A majority of Americans say the Capitol riots changed the way they think about democratic government, according to an Axios survey, and 64% believe democracy is in crisis, according to an NPR poll. Recently, Morning Consult released a new survey of more than 400 leaders and executives of America’s largest businesses that shows the business community remains deeply concerned by the state of American democracy. It found that 77% are worried about the state of U.S. democracy and believe capitalism in the U.S. is dependent on a well-functioning democracy.
Why are they so concerned? Continued misinformation spread by media outlets, lawmakers, and Trump himself is still fostering the belief that the 2020 election was stolen. Today, 32% of Americans believe Biden’s victory was the result of voter fraud.
Opportunistic elected officials are capitalizing on this disinformation by introducing more than 200 bills enabling state legislatures to politicize, criminalize, or interfere with elections. In Georgia, the General Assembly passed a law allowing its legislature-appointed State Election Board to replace officials from county election boards. That board has since taken steps that could lead to the replacement of the Fulton County election board—in one of Georgia’s most populous and culturally diverse counties—where Trump made unfounded allegations of fraud.
These types of policy changes can have disastrous consequences on our economy as we head into the 2024 election. What if one presidential candidate loses the electoral vote by the margin of a few states, and newly empowered legislatures claim fraud and alter the electoral count vote to their liking? Either the House and Senate accept that altered count and we no longer have a democratically elected government, or it does not and our country is thrown into chaos and instability.

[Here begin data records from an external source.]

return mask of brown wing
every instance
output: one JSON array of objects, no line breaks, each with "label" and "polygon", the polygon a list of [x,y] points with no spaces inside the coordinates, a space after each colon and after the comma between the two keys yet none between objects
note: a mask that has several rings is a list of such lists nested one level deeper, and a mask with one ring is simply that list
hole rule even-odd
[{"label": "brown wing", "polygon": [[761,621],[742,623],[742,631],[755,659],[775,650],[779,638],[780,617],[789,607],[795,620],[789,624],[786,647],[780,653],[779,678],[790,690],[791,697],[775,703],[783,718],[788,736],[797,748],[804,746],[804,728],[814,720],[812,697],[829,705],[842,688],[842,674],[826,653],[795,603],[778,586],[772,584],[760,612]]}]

Unstable, populist governments are generally not considered safe global investments, as they are more likely to be hostile to globalization and to interfere in free markets. The low risk in investing in the U.S. has allowed us to borrow money at low interest rates from creditors around the world, finance significant investments in infrastructure, and provide low-interest loans to businesses. If that is jeopardized, the downstream effects could be disastrous for business owners and individual Americans, driving up interest rates, and making it significantly harder for businesses of all sizes to start and grow.
To counteract this crucial threat, our organizations are working to activate business leaders to ensure that we never see another attack like that on Jan. 6 and that Americans’ faith in our system can be restored. Fortunately, there are legislative opportunities at the federal level that a majority of business leaders support, according to the Morning Consult data.
The Freedom to Vote Act—a bill that is coauthored and cosponsored by Sen. Joe Manchin—would address voter registration and voting access, election integrity and security, redistricting, and campaign finance.
The John Lewis Voting Rights Advancement Act would reinstate U.S. Department of Justice preclearance of changes in state voting laws (which was reauthorized on a bipartisan basis by Congress five times between 1970 and 2006) to ensure that local authorities do not pass discriminatory restrictions on voting. It is critical that advocates and policymakers work with the business community to advance solutions that stabilize our democracy.
America cannot be a credible, powerful, economically vibrant nation if the violence and misinformation of 2020 become the new norm for American elections. Business owners and leaders have a unique understanding of the benefits of a stable economy and a well-functioning democracy, and the inextricable correlation between the two. They should use their power and influence to help uphold it.
Daniella Ballou-Aares is CEO of the Leadership Now Project. Rhett Buttle is the founder of Public Private Strategies and senior adviser to Small Business for America’s Future. David Clunie is executive director of the Black Economic Alliance.